Reżyser, scenarzysta i główna gwiazda filmu The Room z 2003 roku nie chce spocząć na laurach. O jego dziele „tak złym, że aż dobrym” jest szczególnie głośno dzięki filmowi The Disaster Artist opowiadającemu o jego powstaniu, z Jamesem Franco w roli głównej. Teraz Tommy Wiseau chce sięgnąć dalej – chciałby usiąść na reżyserskim stołku któregoś z filmów sagi Gwiezdne Wojny albo Uniwersum DC. I gorliwie zapewnia na Twitterze, że gdyby otrzymał taką propozycję studia filmowe musiałyby czekać aż będzie dostępny, albowiem jako wszechstronny artysta chce się skupić na doskonaleniu sztuki aktorskiej.
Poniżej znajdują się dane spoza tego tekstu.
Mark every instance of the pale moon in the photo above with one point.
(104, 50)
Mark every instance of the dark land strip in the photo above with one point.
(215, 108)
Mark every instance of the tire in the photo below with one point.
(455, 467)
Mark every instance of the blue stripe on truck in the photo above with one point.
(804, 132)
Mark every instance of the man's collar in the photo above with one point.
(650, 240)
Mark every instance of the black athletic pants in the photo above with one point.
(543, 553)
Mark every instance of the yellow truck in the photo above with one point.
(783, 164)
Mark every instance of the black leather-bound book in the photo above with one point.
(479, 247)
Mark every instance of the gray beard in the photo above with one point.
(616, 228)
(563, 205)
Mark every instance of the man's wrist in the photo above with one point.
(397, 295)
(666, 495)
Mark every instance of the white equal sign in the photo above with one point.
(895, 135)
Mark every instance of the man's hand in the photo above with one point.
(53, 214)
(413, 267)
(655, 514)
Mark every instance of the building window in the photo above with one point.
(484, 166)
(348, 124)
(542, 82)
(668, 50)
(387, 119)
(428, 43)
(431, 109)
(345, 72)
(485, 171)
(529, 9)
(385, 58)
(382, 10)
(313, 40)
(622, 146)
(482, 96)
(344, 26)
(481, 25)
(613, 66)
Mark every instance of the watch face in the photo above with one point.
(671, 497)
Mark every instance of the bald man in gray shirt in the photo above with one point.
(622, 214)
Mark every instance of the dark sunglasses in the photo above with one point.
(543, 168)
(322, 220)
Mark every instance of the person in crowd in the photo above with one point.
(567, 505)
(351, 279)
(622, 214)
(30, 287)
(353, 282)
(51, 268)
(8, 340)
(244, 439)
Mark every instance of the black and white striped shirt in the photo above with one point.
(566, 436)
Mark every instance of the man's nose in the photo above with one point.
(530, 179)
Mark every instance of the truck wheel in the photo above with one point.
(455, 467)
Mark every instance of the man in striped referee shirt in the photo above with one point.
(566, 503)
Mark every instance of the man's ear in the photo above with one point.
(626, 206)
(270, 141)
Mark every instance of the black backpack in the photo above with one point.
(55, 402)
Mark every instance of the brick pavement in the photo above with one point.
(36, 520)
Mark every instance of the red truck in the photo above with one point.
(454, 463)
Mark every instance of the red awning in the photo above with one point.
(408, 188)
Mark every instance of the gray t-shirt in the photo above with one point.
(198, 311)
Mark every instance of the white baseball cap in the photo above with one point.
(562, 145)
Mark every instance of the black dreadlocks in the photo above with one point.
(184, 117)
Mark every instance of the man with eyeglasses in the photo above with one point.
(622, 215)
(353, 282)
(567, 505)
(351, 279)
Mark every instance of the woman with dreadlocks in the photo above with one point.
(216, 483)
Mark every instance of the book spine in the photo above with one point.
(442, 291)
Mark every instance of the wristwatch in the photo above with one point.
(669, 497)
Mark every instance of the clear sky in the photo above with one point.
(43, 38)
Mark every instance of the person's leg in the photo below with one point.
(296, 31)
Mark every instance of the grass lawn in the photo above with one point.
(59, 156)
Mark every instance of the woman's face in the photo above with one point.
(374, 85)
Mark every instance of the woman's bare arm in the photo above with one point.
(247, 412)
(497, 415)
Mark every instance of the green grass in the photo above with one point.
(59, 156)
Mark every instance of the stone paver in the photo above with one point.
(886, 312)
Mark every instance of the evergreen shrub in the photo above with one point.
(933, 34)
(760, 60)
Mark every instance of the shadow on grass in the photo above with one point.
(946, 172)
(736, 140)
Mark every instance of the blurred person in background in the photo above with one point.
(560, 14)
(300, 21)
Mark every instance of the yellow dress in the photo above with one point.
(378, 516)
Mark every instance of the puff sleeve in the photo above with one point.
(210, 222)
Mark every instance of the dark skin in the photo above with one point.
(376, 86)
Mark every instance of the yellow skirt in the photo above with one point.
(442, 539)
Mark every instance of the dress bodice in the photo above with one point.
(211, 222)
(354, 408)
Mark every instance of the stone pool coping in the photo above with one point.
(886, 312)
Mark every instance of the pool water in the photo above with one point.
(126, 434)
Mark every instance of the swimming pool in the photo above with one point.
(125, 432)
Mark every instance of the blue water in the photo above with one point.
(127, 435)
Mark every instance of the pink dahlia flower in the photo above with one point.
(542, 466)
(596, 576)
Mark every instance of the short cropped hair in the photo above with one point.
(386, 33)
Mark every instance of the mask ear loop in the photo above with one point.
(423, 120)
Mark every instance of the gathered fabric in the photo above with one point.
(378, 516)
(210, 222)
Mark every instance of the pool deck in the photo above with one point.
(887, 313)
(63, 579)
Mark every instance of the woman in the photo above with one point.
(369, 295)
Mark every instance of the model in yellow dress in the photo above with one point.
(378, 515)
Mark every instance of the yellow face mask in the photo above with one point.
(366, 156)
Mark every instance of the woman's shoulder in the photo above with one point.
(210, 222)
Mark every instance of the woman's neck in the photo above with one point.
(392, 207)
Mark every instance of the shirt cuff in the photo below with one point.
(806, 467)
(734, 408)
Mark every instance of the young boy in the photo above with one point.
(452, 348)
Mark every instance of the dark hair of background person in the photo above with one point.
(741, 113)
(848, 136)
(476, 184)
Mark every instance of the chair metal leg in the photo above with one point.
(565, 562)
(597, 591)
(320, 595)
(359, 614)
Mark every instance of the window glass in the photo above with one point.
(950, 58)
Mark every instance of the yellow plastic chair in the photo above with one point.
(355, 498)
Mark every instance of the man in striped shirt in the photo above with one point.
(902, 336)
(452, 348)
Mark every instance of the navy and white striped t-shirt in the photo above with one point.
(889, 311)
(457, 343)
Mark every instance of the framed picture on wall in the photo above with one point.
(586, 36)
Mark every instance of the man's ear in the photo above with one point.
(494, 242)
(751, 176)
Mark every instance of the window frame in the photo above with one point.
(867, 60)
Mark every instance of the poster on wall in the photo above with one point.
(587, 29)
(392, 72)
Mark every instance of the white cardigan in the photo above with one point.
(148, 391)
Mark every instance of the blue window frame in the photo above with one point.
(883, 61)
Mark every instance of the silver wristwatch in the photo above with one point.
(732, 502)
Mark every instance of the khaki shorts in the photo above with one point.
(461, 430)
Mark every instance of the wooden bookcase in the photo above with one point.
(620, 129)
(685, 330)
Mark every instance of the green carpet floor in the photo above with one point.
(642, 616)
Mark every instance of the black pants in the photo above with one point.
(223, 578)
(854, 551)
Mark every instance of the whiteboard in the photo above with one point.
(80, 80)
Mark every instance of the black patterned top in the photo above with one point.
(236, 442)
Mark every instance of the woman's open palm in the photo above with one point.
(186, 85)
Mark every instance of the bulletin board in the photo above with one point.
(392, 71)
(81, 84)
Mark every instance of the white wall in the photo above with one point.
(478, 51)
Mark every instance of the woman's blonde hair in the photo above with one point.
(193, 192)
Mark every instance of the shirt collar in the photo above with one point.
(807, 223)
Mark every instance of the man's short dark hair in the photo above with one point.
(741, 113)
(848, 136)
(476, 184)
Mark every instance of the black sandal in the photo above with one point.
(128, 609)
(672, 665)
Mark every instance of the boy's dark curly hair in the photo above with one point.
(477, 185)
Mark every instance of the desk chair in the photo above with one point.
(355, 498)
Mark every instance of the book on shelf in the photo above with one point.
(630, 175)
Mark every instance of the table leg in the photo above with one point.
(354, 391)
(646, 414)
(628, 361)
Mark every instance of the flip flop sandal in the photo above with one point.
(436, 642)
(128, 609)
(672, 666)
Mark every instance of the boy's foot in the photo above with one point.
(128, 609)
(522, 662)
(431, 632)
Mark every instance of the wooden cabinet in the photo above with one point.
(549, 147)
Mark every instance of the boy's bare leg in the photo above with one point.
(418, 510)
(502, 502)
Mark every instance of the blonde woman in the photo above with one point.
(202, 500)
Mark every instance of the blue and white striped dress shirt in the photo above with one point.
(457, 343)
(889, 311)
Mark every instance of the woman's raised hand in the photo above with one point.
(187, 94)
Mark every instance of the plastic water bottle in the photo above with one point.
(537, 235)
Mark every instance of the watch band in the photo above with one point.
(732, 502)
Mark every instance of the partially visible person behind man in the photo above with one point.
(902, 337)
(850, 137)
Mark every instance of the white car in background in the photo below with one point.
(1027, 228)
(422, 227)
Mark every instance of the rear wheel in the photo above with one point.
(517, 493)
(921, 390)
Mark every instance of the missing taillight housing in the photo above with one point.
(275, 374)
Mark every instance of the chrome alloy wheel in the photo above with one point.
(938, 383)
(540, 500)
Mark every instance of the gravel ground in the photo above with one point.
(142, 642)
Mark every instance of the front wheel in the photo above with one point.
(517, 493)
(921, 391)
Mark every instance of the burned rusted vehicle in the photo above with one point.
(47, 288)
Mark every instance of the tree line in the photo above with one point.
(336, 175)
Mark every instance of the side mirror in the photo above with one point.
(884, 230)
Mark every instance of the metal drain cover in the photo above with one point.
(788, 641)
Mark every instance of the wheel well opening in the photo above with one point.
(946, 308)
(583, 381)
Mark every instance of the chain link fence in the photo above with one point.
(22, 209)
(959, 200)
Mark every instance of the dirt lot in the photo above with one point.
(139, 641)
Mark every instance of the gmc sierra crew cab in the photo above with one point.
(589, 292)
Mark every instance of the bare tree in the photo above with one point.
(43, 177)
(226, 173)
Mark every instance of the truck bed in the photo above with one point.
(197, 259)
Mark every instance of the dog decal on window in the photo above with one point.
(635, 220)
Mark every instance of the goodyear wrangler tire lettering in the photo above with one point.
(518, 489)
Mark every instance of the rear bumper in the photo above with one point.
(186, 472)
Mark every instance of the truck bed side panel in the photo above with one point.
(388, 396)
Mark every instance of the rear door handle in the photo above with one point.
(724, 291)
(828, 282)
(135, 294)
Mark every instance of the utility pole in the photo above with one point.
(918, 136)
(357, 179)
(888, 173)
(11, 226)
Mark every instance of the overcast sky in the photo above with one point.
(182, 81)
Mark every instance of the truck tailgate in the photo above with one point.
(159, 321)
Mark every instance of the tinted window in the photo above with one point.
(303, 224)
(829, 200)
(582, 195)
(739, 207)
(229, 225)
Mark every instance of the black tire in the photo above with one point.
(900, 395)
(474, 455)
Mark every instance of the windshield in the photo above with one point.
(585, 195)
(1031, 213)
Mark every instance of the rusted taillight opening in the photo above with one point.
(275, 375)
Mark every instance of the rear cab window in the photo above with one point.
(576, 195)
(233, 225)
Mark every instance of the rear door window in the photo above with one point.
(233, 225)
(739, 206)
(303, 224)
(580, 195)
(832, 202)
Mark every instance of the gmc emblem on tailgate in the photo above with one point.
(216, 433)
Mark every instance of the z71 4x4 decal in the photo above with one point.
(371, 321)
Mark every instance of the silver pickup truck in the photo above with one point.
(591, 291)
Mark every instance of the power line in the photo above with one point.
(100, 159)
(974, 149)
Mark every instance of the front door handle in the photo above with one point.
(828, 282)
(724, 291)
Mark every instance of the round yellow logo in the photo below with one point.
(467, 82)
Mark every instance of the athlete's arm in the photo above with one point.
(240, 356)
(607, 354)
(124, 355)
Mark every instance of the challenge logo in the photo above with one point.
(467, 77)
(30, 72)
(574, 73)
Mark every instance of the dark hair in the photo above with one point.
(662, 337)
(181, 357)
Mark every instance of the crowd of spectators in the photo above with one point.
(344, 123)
Yes! Absolutely! but I am very busy, so I would prefer to act.#StarWars can contact me -> https://t.co/tQUEyFfJOW https://t.co/96aoGEIyo9
— Tommy Wiseau (@TommyWiseau) 5 grudnia 2017
Yes, of course, but I would prefer to act at this time. https://t.co/lNbyHfWHqq
— Tommy Wiseau (@TommyWiseau) 5 grudnia 2017
Zobacz również: Tommy Wiseau ocenia The Disaster Artist!
Tommy Wiseau nie wyreżyserował jeszcze żadnego filmu od 2003 kiedy powstał The Room. Na razie cieszy się sławą twórcy Obywatela Kane’a wśród złych filmów.